Suctioning
Suctioning clears the airway when the client can't — but incorrect technique causes hypoxia, vagal bradycardia, or mucosal trauma in seconds. Knowing the rules prevents you from becoming the problem.
Core Concept
Suctioning removes secretions from the airway when cough is ineffective. Two main routes exist: oropharyngeal/nasopharyngeal (Yankauer or flexible catheter) and endotracheal/tracheal (sterile, closed or open system). Before suctioning, hyperoxygenate the client with 100% O₂ for at least 30 seconds to build an oxygen reserve — suctioning itself removes air along with secretions. Insert the catheter without suction applied; apply intermittent suction only during withdrawal using a rotating motion. Each suction pass should last no longer than 10–15 seconds to prevent hypoxia and mucosal damage. Limit to two to three passes per suctioning episode. Catheter size matters: it should occlude no more than half the internal diameter of the artificial airway (for adults, typically 12–14 Fr for an endotracheal tube). Suction pressure for adults is 100–150 mmHg. Normal saline instillation before suctioning is no longer recommended — it does not thin secretions and may worsen oxygenation. Monitor heart rate, SpO₂, and respiratory status throughout. Vagal stimulation during tracheal suctioning can trigger bradycardia or even cardiac arrest — stop immediately if the heart rate drops. Post-procedure, reassess breath sounds and document color, amount, consistency, and odor of secretions.
Watch Out For
Don't confuse oropharyngeal suctioning (clean technique, Yankauer, no depth limit issue) with endotracheal suctioning (sterile technique, measured catheter depth, strict time limits).
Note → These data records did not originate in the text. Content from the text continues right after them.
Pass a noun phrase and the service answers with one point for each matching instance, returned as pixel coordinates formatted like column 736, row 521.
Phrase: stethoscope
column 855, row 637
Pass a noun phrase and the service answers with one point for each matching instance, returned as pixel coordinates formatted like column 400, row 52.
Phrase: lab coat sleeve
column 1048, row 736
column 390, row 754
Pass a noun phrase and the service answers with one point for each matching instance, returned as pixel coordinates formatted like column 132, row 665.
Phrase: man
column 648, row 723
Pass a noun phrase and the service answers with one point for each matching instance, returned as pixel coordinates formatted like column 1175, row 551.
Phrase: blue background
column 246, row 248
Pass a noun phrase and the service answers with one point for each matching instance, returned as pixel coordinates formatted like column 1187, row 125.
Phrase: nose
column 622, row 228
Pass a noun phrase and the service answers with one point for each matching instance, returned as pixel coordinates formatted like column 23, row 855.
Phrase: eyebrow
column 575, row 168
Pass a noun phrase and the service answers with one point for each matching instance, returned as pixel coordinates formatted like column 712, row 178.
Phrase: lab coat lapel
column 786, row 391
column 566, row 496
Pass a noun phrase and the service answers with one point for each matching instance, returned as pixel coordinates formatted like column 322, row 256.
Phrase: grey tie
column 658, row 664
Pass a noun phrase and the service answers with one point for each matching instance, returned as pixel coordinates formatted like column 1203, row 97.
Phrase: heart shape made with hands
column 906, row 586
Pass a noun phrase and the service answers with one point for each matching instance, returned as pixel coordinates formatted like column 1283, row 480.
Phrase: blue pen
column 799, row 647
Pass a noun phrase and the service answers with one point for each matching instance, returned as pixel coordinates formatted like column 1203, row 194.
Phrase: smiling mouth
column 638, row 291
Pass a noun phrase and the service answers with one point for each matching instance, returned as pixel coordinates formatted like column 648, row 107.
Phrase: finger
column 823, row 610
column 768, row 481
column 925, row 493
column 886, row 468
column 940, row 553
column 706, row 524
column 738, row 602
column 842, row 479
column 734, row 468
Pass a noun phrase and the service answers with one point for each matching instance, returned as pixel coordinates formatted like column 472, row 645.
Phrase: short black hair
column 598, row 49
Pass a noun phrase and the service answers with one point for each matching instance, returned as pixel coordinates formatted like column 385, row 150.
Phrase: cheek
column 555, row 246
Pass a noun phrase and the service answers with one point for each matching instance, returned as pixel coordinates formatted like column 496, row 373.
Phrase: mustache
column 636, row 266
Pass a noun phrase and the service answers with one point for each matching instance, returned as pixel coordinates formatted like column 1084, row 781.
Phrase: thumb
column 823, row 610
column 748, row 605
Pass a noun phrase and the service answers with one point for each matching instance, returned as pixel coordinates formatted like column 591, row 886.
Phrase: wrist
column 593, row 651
Students often apply continuous suction on insertion — suction is applied only on withdrawal. The 10–15 second limit is per pass, not total; exceeding it on a single pass causes more hypoxia than doing an extra pass with re-oxygenation between.
Clinical Pearl
Insert clean, withdraw dirty: catheter goes in with no suction, comes out with suction and rotation. If the heart rate drops, pull out immediately.